The Irish Medical Organisation wants doctors returning from abroad or working within the Irish health service who apply for jobs in the public system to be paid at a level that reflects their experience — and the union wants to be party to a framework governing what those payments should be.
However, the Health Service Executive claims the pay proposals, drawn up by the Labour Relations Commission, give full regard to the relevant experience of doctors.
The proposed scale, due to take effect on September 1, has an entry level of €127,000, increasing to €175,000 after 12 years, for consultants committed to working exclusively in the public system.
The current salary scale for these consultants is €116,000 to €121,000.

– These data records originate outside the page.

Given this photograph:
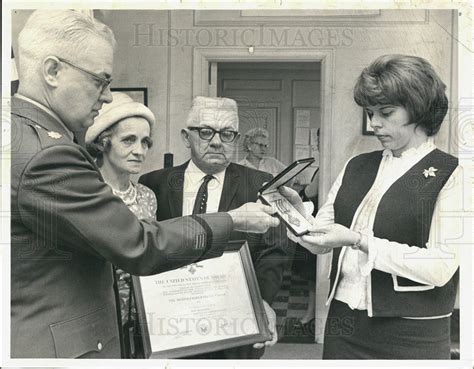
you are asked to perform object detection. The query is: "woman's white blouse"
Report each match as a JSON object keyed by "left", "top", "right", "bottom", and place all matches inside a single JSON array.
[{"left": 308, "top": 142, "right": 463, "bottom": 316}]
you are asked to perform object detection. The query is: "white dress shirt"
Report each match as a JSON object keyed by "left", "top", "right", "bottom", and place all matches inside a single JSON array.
[
  {"left": 294, "top": 142, "right": 463, "bottom": 318},
  {"left": 183, "top": 160, "right": 225, "bottom": 216}
]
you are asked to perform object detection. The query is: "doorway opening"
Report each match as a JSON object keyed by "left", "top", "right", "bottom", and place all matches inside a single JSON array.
[{"left": 218, "top": 61, "right": 322, "bottom": 343}]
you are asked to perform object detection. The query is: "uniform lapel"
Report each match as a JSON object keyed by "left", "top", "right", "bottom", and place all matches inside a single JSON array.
[
  {"left": 11, "top": 96, "right": 72, "bottom": 137},
  {"left": 219, "top": 163, "right": 240, "bottom": 211}
]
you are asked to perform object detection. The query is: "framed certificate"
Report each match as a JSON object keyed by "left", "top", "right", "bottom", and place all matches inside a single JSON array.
[{"left": 133, "top": 241, "right": 271, "bottom": 359}]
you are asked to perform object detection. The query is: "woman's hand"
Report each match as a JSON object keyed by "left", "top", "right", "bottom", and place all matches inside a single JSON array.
[{"left": 301, "top": 223, "right": 361, "bottom": 251}]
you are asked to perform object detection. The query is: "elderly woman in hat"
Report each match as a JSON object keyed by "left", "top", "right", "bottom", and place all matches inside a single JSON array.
[
  {"left": 239, "top": 127, "right": 286, "bottom": 176},
  {"left": 85, "top": 92, "right": 157, "bottom": 357}
]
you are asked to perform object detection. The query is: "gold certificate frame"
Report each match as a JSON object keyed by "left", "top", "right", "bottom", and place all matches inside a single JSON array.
[{"left": 133, "top": 241, "right": 271, "bottom": 359}]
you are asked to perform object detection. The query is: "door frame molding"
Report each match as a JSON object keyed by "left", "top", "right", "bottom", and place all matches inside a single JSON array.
[
  {"left": 192, "top": 47, "right": 335, "bottom": 200},
  {"left": 192, "top": 47, "right": 335, "bottom": 342}
]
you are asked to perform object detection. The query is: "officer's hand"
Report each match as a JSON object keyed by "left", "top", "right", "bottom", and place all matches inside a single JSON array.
[{"left": 228, "top": 202, "right": 280, "bottom": 233}]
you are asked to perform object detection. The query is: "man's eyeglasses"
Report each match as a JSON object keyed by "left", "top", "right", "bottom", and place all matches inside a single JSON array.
[
  {"left": 188, "top": 127, "right": 239, "bottom": 143},
  {"left": 56, "top": 56, "right": 112, "bottom": 93}
]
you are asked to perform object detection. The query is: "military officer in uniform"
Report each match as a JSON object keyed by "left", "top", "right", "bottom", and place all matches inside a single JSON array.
[{"left": 11, "top": 10, "right": 278, "bottom": 358}]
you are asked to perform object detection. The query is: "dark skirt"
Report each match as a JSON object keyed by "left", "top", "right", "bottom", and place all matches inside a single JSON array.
[{"left": 323, "top": 300, "right": 450, "bottom": 360}]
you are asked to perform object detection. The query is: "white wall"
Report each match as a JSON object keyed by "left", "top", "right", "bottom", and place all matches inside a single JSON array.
[{"left": 12, "top": 10, "right": 457, "bottom": 181}]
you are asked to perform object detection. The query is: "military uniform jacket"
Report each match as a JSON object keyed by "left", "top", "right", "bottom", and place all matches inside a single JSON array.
[{"left": 11, "top": 97, "right": 233, "bottom": 358}]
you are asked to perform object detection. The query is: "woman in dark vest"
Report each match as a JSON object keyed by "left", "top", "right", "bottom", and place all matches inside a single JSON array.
[{"left": 282, "top": 55, "right": 462, "bottom": 359}]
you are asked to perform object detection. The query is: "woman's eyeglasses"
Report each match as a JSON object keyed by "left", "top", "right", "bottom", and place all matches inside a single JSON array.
[{"left": 188, "top": 127, "right": 239, "bottom": 143}]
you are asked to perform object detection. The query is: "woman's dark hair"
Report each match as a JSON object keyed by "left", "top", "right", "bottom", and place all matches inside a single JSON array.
[{"left": 354, "top": 54, "right": 448, "bottom": 136}]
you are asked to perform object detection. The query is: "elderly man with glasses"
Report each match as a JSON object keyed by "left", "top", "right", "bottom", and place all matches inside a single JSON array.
[
  {"left": 11, "top": 10, "right": 278, "bottom": 358},
  {"left": 139, "top": 96, "right": 288, "bottom": 359}
]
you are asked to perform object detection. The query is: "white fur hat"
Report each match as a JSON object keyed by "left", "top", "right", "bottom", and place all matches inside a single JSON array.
[{"left": 86, "top": 92, "right": 155, "bottom": 144}]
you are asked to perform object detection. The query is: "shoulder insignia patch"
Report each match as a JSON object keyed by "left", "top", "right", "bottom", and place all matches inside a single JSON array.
[{"left": 48, "top": 131, "right": 63, "bottom": 140}]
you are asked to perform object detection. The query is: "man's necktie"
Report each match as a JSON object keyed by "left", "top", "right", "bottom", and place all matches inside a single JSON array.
[{"left": 193, "top": 174, "right": 214, "bottom": 214}]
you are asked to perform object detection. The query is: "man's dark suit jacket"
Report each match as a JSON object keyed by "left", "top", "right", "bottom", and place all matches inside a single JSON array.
[
  {"left": 11, "top": 97, "right": 232, "bottom": 358},
  {"left": 139, "top": 162, "right": 288, "bottom": 359}
]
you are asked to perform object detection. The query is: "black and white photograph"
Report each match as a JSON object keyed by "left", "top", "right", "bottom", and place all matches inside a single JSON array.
[{"left": 0, "top": 0, "right": 474, "bottom": 368}]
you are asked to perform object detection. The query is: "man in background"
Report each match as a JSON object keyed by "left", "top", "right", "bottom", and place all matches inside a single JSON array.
[{"left": 139, "top": 96, "right": 287, "bottom": 359}]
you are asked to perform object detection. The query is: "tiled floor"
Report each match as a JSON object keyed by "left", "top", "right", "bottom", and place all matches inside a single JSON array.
[
  {"left": 262, "top": 268, "right": 322, "bottom": 360},
  {"left": 272, "top": 268, "right": 314, "bottom": 344}
]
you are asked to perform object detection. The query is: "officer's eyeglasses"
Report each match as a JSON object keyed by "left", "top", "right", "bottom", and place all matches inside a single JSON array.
[
  {"left": 56, "top": 56, "right": 112, "bottom": 93},
  {"left": 252, "top": 142, "right": 268, "bottom": 149},
  {"left": 188, "top": 127, "right": 239, "bottom": 143}
]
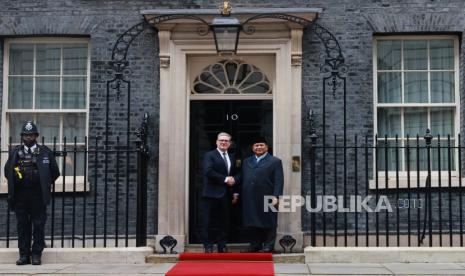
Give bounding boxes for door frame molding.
[155,22,303,252]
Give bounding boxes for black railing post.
[310,128,318,246]
[424,129,433,247]
[136,113,149,246]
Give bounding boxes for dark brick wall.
[0,0,465,242]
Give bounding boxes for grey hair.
[216,132,232,140]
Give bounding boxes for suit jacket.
[241,153,284,228]
[4,145,60,210]
[202,149,238,198]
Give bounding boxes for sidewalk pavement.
[0,263,465,276]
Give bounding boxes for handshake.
[226,176,236,186]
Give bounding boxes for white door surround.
[143,9,316,252]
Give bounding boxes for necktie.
[223,152,229,174]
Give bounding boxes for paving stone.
[274,264,310,275]
[308,263,392,275]
[383,263,465,275]
[55,264,151,274]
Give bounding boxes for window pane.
[36,44,61,75]
[8,77,32,109]
[37,114,61,143]
[431,107,455,137]
[431,72,455,103]
[63,146,85,176]
[378,40,401,70]
[404,40,428,70]
[378,108,402,138]
[404,72,428,103]
[35,77,60,108]
[63,114,86,144]
[62,77,87,109]
[404,108,428,138]
[63,44,87,75]
[429,40,454,70]
[431,143,455,171]
[8,113,34,144]
[9,43,34,75]
[378,72,401,103]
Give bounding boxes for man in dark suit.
[4,121,60,265]
[200,132,239,253]
[241,137,284,252]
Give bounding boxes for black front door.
[189,100,273,244]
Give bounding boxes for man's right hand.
[226,176,236,186]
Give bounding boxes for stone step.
[145,251,305,264]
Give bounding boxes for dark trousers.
[15,189,47,256]
[200,195,232,247]
[248,227,276,251]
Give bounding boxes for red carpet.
[165,253,274,276]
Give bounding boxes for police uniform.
[4,121,60,265]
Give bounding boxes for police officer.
[4,121,60,265]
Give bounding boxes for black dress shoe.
[16,255,31,265]
[241,247,261,253]
[218,245,229,253]
[32,255,42,265]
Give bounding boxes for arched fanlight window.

The proposals drawn up by the LRC would allow some new consultants with experience to be appointed at an entry level of €155,000.
Steve Tweed, IMO industrial relations director, said that while the actual salaries being proposed were largely acceptable — the maximum on the new scale was just €3,000 less than on the old scale before a 30% pay cut for new consultants was introduced in October 2012 — it would take consultants up to twice as long (12 years) to reach maximum earning power.
The union was also unhappy that doctors doing the same job and working in the same hospital were earning less than colleagues on the old contract, and he said that regardless of what agreement was reached, the union “reserves the right to pursue a single pay scale for all consultants.”
He said the union was happy to re-enter talks at any time but that he did not think introducing new pay scales from next week was the right thing to do.
The union has consistently blamed difficulties in recruiting hospital consultants on below-par pay. Mr Tweed said 10% of consultant posts are currently vacant (around 370), a figure fuelled by the 2012 pay cut.
Health Minister Leo Varadkar said the large number of vacant consultant posts was impacting on waiting times and patient care. He added that the potential to earn €175,000 was “a very good salary by anyone’s reckoning”.
Yesterday, the HSE said it believes that “the proposals are comprehensive in dealing with and advancing the issue of career structure and associated pay rates”.